Tribuners adalah platform jurnalisme warga. Untuk berkontribusi, anda bisa mengirimkan karya dalam bentuk berita, opini, esai, maupun kolom ke email: redaksi@tribunnews.com.
Konten menjadi tanggungjawab penulis dan tidak mewakili pandangan redaksi tribunnews.com.
10 Jam Bersama Panglima TNI Menyusuri Kepulauan Terluar
Saya bersama Ketua DPD RI Oesman Sapta Odang serta anggota Komisi III Ahmad Sahroni turut dalam rombongan tersebut
Editor: Rachmat Hidayat
Oleh Ketua DPR Bambang Soesatyo
TRIBUNNEWS.COM, JAKARTA-Hujan dan langit gelap menyelimuti Jakarta, Senin (23/4/2018) pagi. Namun, kondisi tersebut tidak menyurutkan langkah Panglima TNI Marsekal Hadi Tjahjanto bersama para petinggi TNI lainnya meninjau keamanan daerah terluar di Indonesia, di Kepulauan Natuna.
Saya bersama Ketua DPD RI Oesman Sapta Odang serta anggota Komisi III Ahmad Sahroni turut dalam rombongan tersebut. Pukul 07.45 WIB pesawat Boeing 737-400 VIP TNI Angkatan Udara lepas landas dari Lanud TNI AU Halim Perdana Kusuma, Jakarta. Penerbangan dari Jakarta menuju Kepulauan Natuna ditempuh sekitar 1,5 jam.
Jelang memasuki kawasan ruang udara (Flight Information Region/FIR) Kepulauan Natuna, empat pesawat tempur F-16 bergabung untuk melakukan pengawalan. Dua pesawat F-16 berada di sisi kiri, dan dua lagi berada di sisi kanan.
Pengawalan dilakukan agar pesawat yang kami tumpangi bisa mendarat dengan aman di Lanud Raden Sadjat Ranai, Kepulauan Natuna. Pasalnya, hingga kini FIR Natuna sektor A masih dipegang oleh otoritas Singapura. Sedangkan, FIR Natuna sektor B dan C dipegang Malaysia.
Kondisi ini sangat ironis. Karena, kedaulatan udara wilayah kita justru berada pada genggaman negara tetangga. DPR RI melalui UU No 1 Tahun 2009 tentang Penerbangan telah mengamanahkan selambatnya dalam jangka waktu 15 tahun, FIR Natuna sudah harus diambil alih oleh pemerintah Indonesia. Pemerintah mempunyai batas waktu hingga 2024.
Presiden Joko Widodo sendiri di awal pemerintahannya secara tegas menargetkan masalah FIR di Natuna dapat diambil alih Indonesia paling lambat di tahun 2019. Jokowi memberikan target lebih cepat dari yang diamanahkan UU.
Berbagai langkah dilakukan lintas kementerian untuk mewujudkan hal tersebut.
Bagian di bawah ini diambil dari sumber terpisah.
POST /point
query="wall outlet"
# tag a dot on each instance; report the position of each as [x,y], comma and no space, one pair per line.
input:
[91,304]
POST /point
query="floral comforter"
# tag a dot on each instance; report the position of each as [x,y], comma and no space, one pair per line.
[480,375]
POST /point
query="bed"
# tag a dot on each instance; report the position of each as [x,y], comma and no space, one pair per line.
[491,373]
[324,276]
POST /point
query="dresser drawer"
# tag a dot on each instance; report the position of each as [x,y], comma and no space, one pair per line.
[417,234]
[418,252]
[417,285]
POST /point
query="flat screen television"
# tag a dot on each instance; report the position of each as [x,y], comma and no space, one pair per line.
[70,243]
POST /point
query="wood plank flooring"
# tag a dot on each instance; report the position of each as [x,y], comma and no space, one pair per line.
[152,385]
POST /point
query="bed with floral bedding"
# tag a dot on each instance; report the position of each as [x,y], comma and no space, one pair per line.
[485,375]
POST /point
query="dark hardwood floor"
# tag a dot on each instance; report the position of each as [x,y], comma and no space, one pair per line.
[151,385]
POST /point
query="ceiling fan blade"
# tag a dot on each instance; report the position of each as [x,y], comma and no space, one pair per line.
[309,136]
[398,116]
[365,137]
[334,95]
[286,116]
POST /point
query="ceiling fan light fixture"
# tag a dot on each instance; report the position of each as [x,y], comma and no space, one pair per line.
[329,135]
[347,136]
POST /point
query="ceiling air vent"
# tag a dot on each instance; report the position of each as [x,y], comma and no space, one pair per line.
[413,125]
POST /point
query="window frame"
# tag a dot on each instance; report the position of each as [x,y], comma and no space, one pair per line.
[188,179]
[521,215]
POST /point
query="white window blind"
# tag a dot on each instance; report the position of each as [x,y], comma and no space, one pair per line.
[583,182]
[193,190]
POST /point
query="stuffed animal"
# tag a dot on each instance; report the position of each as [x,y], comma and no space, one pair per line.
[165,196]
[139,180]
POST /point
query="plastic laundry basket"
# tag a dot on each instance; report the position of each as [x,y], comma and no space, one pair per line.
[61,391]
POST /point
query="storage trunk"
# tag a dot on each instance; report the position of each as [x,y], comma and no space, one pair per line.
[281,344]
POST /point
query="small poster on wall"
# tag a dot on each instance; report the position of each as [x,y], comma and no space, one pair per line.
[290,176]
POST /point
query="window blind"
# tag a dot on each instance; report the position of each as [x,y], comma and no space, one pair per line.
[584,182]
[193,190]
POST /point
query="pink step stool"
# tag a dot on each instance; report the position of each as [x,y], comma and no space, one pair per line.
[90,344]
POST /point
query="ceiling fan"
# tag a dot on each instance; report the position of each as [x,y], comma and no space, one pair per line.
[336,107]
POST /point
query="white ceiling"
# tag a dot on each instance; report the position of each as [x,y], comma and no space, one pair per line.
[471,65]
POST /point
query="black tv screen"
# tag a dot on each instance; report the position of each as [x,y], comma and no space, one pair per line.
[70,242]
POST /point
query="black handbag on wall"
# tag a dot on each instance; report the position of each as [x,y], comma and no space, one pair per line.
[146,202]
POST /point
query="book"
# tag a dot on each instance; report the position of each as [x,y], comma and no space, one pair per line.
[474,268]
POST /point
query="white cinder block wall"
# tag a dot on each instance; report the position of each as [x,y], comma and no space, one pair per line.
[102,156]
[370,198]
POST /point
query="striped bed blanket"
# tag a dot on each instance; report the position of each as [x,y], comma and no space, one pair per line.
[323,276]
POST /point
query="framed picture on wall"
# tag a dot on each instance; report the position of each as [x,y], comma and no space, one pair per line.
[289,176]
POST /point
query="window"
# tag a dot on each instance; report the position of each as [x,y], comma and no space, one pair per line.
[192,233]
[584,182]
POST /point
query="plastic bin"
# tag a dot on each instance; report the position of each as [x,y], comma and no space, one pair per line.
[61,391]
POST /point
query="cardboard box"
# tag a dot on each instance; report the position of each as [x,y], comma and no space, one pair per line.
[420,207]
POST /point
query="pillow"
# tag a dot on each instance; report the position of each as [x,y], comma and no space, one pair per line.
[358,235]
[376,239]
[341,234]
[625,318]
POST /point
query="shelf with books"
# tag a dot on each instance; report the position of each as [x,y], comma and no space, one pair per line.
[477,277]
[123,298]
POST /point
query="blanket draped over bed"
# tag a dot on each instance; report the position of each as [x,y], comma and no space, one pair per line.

Pemerintah Indonesia telah membentuk tiga tim, yaitu tim teknis, tim regulasi dan tim diplomasi. Tim telah melakukan berbagai perundingan dengan pihak Singapura dan Malaysia. Hasilnya cukup memuaskan. Jika tidak ada aral melintang, FIR sektor B dan C sudah bisa dipegang oleh Indonesia pada tahun ini.
Pengambilalihan FIR Natuna sangat penting, karena di Kepulauan Natuna sedang dibangun pangkalan militer untuk menjaga kedaulatan wilayah NKRI. Posisi Kepulauan Natuna yang menghadap Laut China Selatan sangat strategis dalam menjaga adanya intervensi asing ke Indonesia. Selain, mengantisipasi berbagai potensi ancaman yang datang dari kondisi politik global yang tak menentu.
Kegusaran yang sama dirasakan pula oleh Panglima TNI Marsekal Hadi Tjahjanto. Pengambil alihan FIR Natuna seperti menjadi pertempuran era modern dalam menjaga nafas NKRI.
Saya menegaskan, tidak hanya Panglima TNI yang tak rela kedaulatan bangsa kita dikontrol negara tetangga. DPR juga berpandangan yang sama.
Sangat aneh juga rasanya jika pangkalan militer di Natuna sudah beroperasi, namun setiap pergerakan pesawat tempur Indonesia harus izin terlebih dahulu kepada otoritas udara di Singapura. Bangsa dan negara kita seolah menjadi tidak mempunyai kemerdekaan dan kedaulatan.
Tinjau Kesiapan Prajurit
Usai mendarat di Pangkalan Udara Raden Sadjat Ranai, Kepulauan Natuna, rombongan Panglima TNI langsung bergerak menggunakan Helikopter EC-725. Tujuan kali ini menuju Pos Pengamanan Pulau Terluar sebelah utara Indonesia di Pulau Sekatung.